Apart from the above, the game is similar to the Chinese Blackjack described below.

==Gameplay==
Chinese Blackjack may be played with as many players as possible, and with as many decks as the players wish to incorporate. One player may serve as a dedicated dealer, or the players may take turns being the dealer, in casual game settings.

Although most households may have their own set of house rules, some rules are standardized, such as those related to gameplay and payouts.

===Before Dealing===
Players place their bets. Players may bet as much as they wish, but they are not allowed to change their bets once the cards have been dealt. They may only change their bets in between hands.

===Dealing===
After the dealer shuffles the cards, one player may cut the deck, to reduce the risk of the dealer cheating. The dealer then deals two cards to each player face-down. They may choose to deal in either direction (clockwise or counter-clockwise), and may choose to deal themselves first or last. Once all cards have been dealt, each player and the dealer checks for special hands which grant advantages, such as immediate payout.

If a player has a special hand which entitles them to immediate payout, they must reveal their hands. The dealer then pays them bonuses on top of their wager, and they do not participate further in the current hand.

If the dealer has a special hand which entitles them to immediate payout, the round ends. All players lose their bets to the dealer, plus any bonuses the dealer is entitled to based on their winning hand.

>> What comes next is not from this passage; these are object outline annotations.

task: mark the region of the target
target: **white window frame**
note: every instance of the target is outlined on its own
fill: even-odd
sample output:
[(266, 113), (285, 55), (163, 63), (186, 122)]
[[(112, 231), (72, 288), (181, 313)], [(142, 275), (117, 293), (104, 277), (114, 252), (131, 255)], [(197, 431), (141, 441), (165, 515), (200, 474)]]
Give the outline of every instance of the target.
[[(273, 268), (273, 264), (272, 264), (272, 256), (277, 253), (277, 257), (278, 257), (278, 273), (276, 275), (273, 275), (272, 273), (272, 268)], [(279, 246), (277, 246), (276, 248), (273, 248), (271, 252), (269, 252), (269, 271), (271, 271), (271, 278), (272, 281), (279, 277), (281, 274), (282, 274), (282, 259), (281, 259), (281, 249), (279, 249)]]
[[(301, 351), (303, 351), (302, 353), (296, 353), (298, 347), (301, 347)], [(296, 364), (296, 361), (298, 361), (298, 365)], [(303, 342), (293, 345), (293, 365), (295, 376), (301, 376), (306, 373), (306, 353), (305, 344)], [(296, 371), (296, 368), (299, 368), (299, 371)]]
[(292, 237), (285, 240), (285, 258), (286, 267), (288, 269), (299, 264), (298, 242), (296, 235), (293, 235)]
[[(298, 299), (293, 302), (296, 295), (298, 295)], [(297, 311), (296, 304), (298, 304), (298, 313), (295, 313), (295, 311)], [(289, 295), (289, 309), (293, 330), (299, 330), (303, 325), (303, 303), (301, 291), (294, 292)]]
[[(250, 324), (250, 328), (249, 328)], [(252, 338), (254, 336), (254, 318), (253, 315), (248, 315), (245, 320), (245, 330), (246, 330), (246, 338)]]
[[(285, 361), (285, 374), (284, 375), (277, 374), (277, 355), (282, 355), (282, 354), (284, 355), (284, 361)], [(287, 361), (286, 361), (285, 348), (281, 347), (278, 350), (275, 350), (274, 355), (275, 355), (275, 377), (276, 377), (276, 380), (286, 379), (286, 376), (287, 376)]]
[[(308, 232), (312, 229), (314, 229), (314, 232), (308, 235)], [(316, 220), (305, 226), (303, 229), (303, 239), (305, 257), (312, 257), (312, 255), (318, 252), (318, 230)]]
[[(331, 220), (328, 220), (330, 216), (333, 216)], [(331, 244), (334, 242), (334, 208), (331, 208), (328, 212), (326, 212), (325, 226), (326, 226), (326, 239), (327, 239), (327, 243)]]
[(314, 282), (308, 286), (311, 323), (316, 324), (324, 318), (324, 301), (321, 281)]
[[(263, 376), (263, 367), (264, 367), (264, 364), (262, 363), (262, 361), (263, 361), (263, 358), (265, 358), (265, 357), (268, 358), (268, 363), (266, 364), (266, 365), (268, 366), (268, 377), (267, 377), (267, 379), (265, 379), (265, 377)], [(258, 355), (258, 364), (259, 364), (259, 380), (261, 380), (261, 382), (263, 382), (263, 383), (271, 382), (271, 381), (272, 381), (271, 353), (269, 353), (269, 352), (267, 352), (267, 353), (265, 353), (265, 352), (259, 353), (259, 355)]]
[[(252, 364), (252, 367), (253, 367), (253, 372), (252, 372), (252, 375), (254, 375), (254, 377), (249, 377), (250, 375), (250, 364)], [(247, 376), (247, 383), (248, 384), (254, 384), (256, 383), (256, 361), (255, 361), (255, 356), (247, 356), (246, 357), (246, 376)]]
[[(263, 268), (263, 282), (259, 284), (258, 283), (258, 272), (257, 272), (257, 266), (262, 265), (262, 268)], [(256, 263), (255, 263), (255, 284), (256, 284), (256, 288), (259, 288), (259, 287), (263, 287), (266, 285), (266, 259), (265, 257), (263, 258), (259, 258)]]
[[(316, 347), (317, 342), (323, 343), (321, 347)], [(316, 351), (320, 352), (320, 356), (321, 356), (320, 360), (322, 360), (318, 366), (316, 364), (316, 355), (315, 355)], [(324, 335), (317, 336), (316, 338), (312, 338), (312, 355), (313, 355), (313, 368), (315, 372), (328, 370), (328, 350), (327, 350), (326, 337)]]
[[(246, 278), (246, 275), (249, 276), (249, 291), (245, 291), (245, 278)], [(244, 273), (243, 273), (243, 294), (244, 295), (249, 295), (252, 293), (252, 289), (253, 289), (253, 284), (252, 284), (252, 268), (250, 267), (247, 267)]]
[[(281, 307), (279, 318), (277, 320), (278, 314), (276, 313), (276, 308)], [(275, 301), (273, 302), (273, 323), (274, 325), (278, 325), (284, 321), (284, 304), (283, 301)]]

In a typical round, play then begins with the first player who received cards, or the first player in turn order who does not have a special winning hand. The dealer acts last in the round.

===Player's Turns===
On the players' turns, they may perform one of the following actions:

- Hitting (if their point total < 16). The turn player receives one more card from the dealer. Players may hit up to three times on their turn, for a maximum of five cards in their hand.
- Standing (if their point total ≥ 16). The turn player may choose not to receive any more cards, ending their turn.

===Dealer's Turn===
Once all players in the current hand have acted, the dealer takes their turn. They may perform one of the following actions:

- Hitting (if their point total < 16). The dealer takes one more card from the top of the deck.
- Standing (if their point total ≥ 16). The dealer chooses not to take a card from the top of the deck.
- Revealing. The dealer may choose a player to reveal their hand. The player whose cards are revealed may win or lose their bet against the dealer.

Unlike in traditional blackjack, the dealer may select certain players to reveal their hands before revealing their own. The dealer may only begin revealing cards once they have reached at least 16 points. They may also hit again after revealing other players' hands, in the hope of strengthening their own. The round ends when all players' hands have been revealed by the dealer, or if the dealer busts.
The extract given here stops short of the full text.